Budd–Chiari Syndrome in Pediatrics
Definition
- Thrombotic or nonthrombotic postsinusoidal hepatic venous
outflow obstruction.
- Occurs anywhere from small hepatic venules to the right
atrium.
- Excludes cardiac, pericardial, or intrinsic sinusoidal
disorders.
Epidemiology
- Accounts for approximately 2–5% of liver-failure cases in
children and adults.
- Only about 5% of all BCS diagnoses occur in patients ≤12 years
old.
- Estimated pediatric incidence: <0.5 per million children
per year.
Pathogenesis
1. Primary (Venous)
- Acquired thrombophilias
- Myeloproliferative disorders (30–50% of cases), often with
JAK2 V617F mutation.
- Antiphospholipid syndrome, paroxysmal nocturnal
hemoglobinuria, nephrotic syndrome.
- Hormonal factors: oral contraceptives, pregnancy.
- Inherited thrombophilias
- Factor V Leiden mutation
- Prothrombin G20210A mutation
- Protein C, protein S, and antithrombin-III deficiencies
2. Secondary (Extravascular)
- Compression or invasion of hepatic veins/IVC by tumors (e.g.,
hepatoblastoma), cysts, abscesses, or vascular malformations.
Clinical Presentation
Temporal Patterns
- Fulminant (<2 weeks; 5%): RUQ pain,
ascites, jaundice, encephalopathy.
- Acute non-fulminant (weeks; 20%): Ascites and
pain without encephalopathy.
- Subacute/chronic (insidious; 60%):
Progressive ascites, hepatomegaly, portal hypertension.
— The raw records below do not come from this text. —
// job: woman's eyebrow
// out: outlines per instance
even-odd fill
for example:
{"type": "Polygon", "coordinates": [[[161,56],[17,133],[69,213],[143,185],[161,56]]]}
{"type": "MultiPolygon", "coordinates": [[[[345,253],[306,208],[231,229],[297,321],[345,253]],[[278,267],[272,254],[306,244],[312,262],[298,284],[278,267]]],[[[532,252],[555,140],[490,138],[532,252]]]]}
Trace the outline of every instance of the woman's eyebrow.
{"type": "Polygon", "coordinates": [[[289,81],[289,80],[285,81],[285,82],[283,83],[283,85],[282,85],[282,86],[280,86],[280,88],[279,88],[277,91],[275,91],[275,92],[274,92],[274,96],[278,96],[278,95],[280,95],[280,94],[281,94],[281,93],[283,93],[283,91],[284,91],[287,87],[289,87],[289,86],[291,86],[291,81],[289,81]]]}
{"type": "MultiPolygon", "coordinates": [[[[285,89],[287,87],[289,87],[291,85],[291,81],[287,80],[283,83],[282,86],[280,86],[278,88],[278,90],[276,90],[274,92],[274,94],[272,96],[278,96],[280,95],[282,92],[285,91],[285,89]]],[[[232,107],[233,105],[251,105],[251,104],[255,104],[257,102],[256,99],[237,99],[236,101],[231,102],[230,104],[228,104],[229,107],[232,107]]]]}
- Asymptomatic in ~15% at diagnosis.
Signs & Symptoms
- Right upper quadrant pain and hepatomegaly.
- Rapidly developing ascites and abdominal distention.
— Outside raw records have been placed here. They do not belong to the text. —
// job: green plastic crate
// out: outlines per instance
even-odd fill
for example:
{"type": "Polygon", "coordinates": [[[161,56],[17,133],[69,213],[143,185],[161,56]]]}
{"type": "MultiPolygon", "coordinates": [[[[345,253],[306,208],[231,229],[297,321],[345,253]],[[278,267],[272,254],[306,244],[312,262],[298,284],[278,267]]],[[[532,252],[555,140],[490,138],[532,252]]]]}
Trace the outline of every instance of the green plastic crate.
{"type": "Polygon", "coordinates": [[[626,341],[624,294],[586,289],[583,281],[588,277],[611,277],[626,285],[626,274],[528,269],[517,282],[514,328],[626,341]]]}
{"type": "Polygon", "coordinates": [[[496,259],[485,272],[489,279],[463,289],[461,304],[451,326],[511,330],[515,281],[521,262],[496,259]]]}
- Portal hypertension sequelae: splenomegaly, variceal bleeding.
- Variable jaundice; renal dysfunction in severe cases.
Laboratory Findings
- Elevated AST and ALT.
- Hyperbilirubinemia (cholestatic or mixed pattern).
- Prolonged INR and low albumin.
- Serum-ascites albumin gradient ≥1.1 g/dL.
- Thrombocytopenia or leukopenia from hypersplenism.
Diagnosis
Imaging
- Doppler Ultrasound: First-line—absent or
reversed hepatic vein flow; caudate-lobe hypertrophy; collateral
circulation.
- Triphasic CT & MRI: Segmental enhancement
defects; thrombus characterization; collateral pathways.
- Venography: Direct or transjugular retrograde
study for equivocal cases.
Thrombophilia Evaluation
- JAK2 V617F mutation analysis.
- Antiphospholipid antibody panel.
- Protein C, protein S, antithrombin-III levels.
- Factor V Leiden and prothrombin gene testing.
- Flow cytometry for paroxysmal nocturnal hemoglobinuria.
Management
1. Supportive Care
- Sodium restriction and diuretics for ascites.
- Therapeutic paracentesis with albumin replacement.
- Variceal screening and prophylaxis (endoscopic band ligation).
- Correction of coagulopathy and hepatic encephalopathy.
2. Anticoagulation
- Lifelong anticoagulation unless contraindicated.
- LMWH transitioning to warfarin (target INR 2–3).
- Consider direct oral anticoagulants in older adolescents.
3. Recanalization & Shunt Procedures
- Angioplasty ± stenting for short-segment venous occlusions.
- Transjugular intrahepatic portosystemic shunt (TIPS) for
refractory ascites or variceal bleeding; bridge to transplant if
needed.
4. Liver Transplantation
- Indications: fulminant hepatic failure unresponsive to
intervention; decompensated cirrhosis; persistent portal
hypertension complications.
- Pediatric 5-year post-transplant survival >80%.
5. Treat Underlying Etiology
- Cytoreductive therapy for myeloproliferative disorders (e.g.,
hydroxyurea).
- Immunomodulation for antiphospholipid syndrome or PNH (e.g.,
eculizumab).
Prognosis
- With anticoagulation and interventional therapy, 5-year
transplant-free survival is 60–70%.
- Poor prognostic factors: fulminant onset, renal dysfunction,
high bilirubin, low albumin, failed recanalization.
Key Points
- Suspect BCS in any child with unexplained ascites,
hepatomegaly, or portal hypertension.
- Doppler ultrasound is diagnostic in most cases; advanced
imaging guides intervention.
- Stepwise management—anticoagulation, recanalization, TIPS,
transplant—optimizes outcomes.
- Multidisciplinary care is essential, involving hepatology,
radiology, hematology, and transplant surgery.